Question

A physical quantity C is related to four other quantities p, q, r and s as follows $ C = \frac{pq^2}{r^3 \sqrt{s}} $ The percentage errors in the measurement of p, q, r and s are 1%, 2%, 3% and 2% respectively. The percentage error in the measurement of C will be _______ %.

Hint:

For a physical quantity \( C \) related to other quantities by \( C = p^a q^b r^c s^d \), the maximum percentage error in \( C \) is given by \( |a| (\% \text{ error in } p) + |b| (\% \text{ error in } q) + |c| (\% \text{ error in } r) + |d| (\% \text{ error in } s) \). Apply this rule directly to the given relation and percentage errors.

Answer 1

Correct Answer: 15

To find the percentage error in the measurement of C, we first need to understand how errors propagate through the given formula.

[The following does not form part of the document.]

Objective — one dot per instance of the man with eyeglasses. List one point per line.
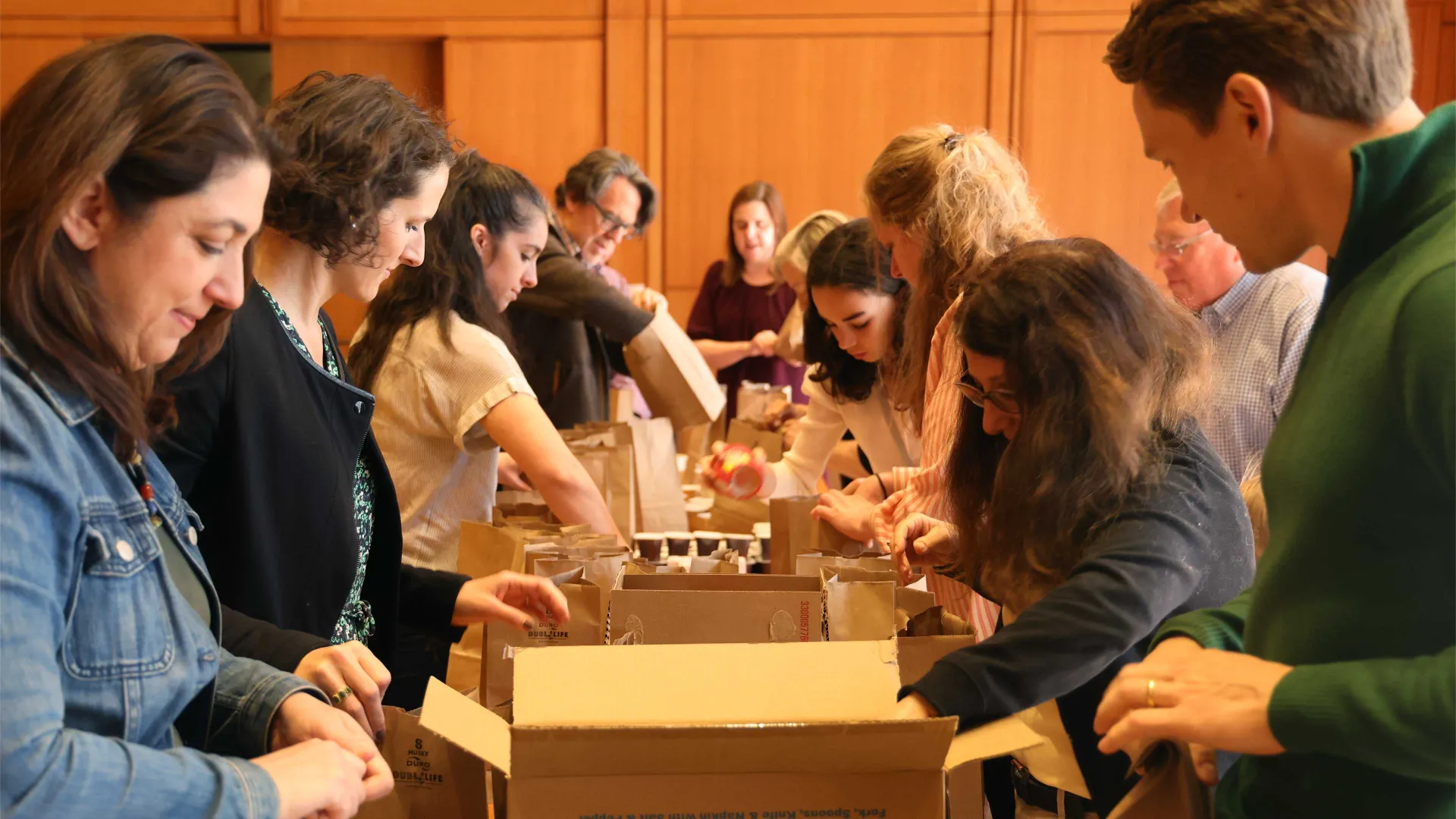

The expression for C is: 

C = \(\frac{pq^2}{r^3 \sqrt{s}}\)

The percentage error formula for a product or quotient involving powers, given a function like \(Z = \frac{A^m B^n}{C^p D^q}\), is:

\(\frac{\Delta Z}{Z} \times 100 \approx m \frac{\Delta A}{A} \times 100 + n \frac{\Delta B}{B} \times 100 + p \frac{\Delta C}{C} \times 100 + q \frac{\Delta D}{D} \times 100\)

Applying this to our expression:

• m = 1 for p
• n = 2 for q
• p = 3 for r
• q = 0.5 for √s (since \(\sqrt{s} = s^{0.5}\))

The percentage error in C is:

\(\frac{\Delta C}{C} \times 100 \approx 1 \cdot 1\% + 2 \cdot 2\% + 3 \cdot 3\% + 0.5 \cdot 2\%\)

Calculating this gives:

• 1% for p
• 4% for q
• 9% for r
• 1% for s (0.5 × 2%)

Add these errors together:

1% + 4% + 9% + 1% = 15%

Thus, the percentage error in the measurement of C is 15%, which is within the expected range of 15,15.

Answer 2

The physical quantity C is given by: \[ C = \frac{pq^2}{r^3 s^{1/2}} = p^1 q^2 r^{-3} s^{-1/2} \] The percentage error in C is given by the sum of the percentage errors in each quantity multiplied by the absolute value of their exponents in the expression for C. \[ \left( \frac{\Delta C}{C} \times 100 \right)_{max} = \left| \frac{\partial C}{\partial p} \frac{p}{C} \right| \left( \frac{\Delta p}{p} \times 100 \right) + \left| \frac{\partial C}{\partial q} \frac{q}{C} \right| \left( \frac{\Delta q}{q} \times 100 \right) + \left| \frac{\partial C}{\partial r} \frac{r}{C} \right| \left( \frac{\Delta r}{r} \times 100 \right) + \left| \frac{\partial C}{\partial s} \frac{s}{C} \right| \left( \frac{\Delta s}{s} \times 100 \right) \] Alternatively, using the rule for percentage errors: \[ % \text{ error in } C = |1 \times (% \text{ error in } p)| + |2 \times (% \text{ error in } q)| + |-3 \times (% \text{ error in } r)| + |-\frac{1}{2} \times (% \text{ error in } s)| \] Given percentage errors: % error in p = 1% % error in q = 2% % error in r = 3% % error in s = 2% Substituting these values: \[ % \text{ error in } C = |1 \times 1%| + |2 \times 2%| + |-3 \times 3%| + |-\frac{1}{2} \times 2%| \] \[ % \text{ error in } C = 1% + 4% + 9% + 1% \] \[ % \text{ error in } C = 15% \] The maximum percentage error in the measurement of C will be 15%.